ThreeJS and the transparent problem

There’s no satisfactory answer here yet (only workarounds that disable critical parts of the regular rendering abilities of the scene, which causes there to be other issues)

I’m not sure what a satisfactory answer would be – there are only workarounds. There is no magic answer that makes transparent rendering just work in every scenario. It’s a difficult problem that you have to work within the limitations of the graphics API to achieve – even on with newer DirectX and OpenGL versions it’s still an issue (though newer raytracing APIs may change this). The only best answer is artistry and to select a combination of “hacks” that work best for your scenario. This is what modern games have to do, as well.

Here are some of the techniques available to render transparency some of which require more effort than others within three.js.

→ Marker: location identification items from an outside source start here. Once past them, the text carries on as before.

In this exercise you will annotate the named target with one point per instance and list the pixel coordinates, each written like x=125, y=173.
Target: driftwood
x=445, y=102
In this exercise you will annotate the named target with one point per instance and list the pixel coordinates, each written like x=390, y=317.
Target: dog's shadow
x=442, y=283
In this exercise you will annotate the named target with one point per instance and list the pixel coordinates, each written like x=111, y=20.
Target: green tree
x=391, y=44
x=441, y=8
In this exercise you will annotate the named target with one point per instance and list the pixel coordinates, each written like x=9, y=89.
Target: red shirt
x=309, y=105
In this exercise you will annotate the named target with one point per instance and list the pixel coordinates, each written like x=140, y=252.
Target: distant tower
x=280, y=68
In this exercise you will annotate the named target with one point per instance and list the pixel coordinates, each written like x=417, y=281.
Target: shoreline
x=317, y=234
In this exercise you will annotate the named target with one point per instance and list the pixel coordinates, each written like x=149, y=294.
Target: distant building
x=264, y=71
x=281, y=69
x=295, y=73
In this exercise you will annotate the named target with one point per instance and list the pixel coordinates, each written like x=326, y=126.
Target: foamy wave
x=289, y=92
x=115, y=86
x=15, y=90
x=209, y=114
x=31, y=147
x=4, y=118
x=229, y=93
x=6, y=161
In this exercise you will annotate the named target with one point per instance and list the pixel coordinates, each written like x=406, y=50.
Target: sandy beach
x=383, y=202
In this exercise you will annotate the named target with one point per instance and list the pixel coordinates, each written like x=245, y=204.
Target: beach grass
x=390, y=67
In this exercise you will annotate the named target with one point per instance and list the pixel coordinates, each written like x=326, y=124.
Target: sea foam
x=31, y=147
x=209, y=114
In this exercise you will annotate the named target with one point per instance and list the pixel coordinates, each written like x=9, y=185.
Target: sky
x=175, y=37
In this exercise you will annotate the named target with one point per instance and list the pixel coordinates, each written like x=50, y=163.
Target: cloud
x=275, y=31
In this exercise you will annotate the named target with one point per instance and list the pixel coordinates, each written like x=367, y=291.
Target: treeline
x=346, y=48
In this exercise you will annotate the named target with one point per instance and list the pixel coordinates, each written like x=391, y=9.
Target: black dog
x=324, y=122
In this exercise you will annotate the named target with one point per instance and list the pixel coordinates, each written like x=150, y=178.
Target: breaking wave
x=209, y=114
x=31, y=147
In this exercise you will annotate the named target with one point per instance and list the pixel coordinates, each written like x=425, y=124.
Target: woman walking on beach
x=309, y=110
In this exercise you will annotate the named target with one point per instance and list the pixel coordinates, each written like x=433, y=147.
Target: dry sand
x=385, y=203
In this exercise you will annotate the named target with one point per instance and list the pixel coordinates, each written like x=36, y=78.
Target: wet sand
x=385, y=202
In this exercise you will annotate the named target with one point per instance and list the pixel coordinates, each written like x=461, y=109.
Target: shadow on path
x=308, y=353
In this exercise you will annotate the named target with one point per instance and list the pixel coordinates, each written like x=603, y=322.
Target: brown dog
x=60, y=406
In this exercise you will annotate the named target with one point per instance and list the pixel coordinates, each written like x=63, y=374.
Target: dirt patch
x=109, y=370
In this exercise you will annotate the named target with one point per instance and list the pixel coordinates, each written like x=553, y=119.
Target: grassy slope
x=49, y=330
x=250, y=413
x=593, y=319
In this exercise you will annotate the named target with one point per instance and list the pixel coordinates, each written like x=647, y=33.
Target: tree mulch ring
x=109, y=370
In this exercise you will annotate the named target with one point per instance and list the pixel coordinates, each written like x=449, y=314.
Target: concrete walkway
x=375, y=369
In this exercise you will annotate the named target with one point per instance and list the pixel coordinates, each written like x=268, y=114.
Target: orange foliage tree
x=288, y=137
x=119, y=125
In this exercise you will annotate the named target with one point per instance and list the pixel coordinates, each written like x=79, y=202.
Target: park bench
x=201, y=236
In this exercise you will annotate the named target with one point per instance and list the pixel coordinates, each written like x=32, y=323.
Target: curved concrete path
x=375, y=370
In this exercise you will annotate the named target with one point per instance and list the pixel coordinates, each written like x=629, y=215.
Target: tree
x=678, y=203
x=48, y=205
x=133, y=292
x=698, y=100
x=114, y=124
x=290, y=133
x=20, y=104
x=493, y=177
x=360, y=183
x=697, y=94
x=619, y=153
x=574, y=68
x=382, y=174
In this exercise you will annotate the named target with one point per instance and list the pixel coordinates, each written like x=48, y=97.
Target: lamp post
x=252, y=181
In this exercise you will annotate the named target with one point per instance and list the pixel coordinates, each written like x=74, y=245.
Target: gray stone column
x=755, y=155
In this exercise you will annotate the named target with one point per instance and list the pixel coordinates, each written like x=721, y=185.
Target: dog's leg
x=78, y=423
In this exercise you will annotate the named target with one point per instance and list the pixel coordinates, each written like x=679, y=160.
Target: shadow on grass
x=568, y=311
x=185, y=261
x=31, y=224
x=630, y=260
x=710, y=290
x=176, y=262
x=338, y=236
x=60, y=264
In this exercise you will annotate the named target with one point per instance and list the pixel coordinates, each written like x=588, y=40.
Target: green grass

  • Use alphaTest to clip transparent textures. You won’t be able to achieve partial transparency here.
  • Render transparent objects with depth write enabled which will lead to the background clipping you’re seeing.
  • Render transparent objects with no depth write and back to front sorting. This is the most common approach but can result in objects “flipping” order when moving the camera which can be undesireable.
  • Render partial transparency with a dither pattern while still writing to depth. This is also called “screendoor transparency”. Transparent objects will render on top of eachother coherently but the dither pattern may be undesirable. Performance may also be affected negatively.
  • Weighted, blended order independent transparency seems to an approach that takes some weighted average of transparent pixels but again it won’t give you the correct overlap look. But it will avoid “popping” as you move the camera.
  • Depth peeling will give you correct transparency but is performance intensive and requires rendering all the transparent objects in the scene multiple times to properly blend all layers of transparency.
  • Per fragment sorted transparency will give you correct transparency but again is performance intensive and may not even be feasible using current WebGL APIs. This involves creating a linked list of every transparent color and depth at every pixel and sorting them front to back before blending them for the final color.

I’m sure there are other approaches but the point is there’s a lot of options and there’s not one well accepted approach for rendering transparency correctly. You really just have to pick what works for your use case.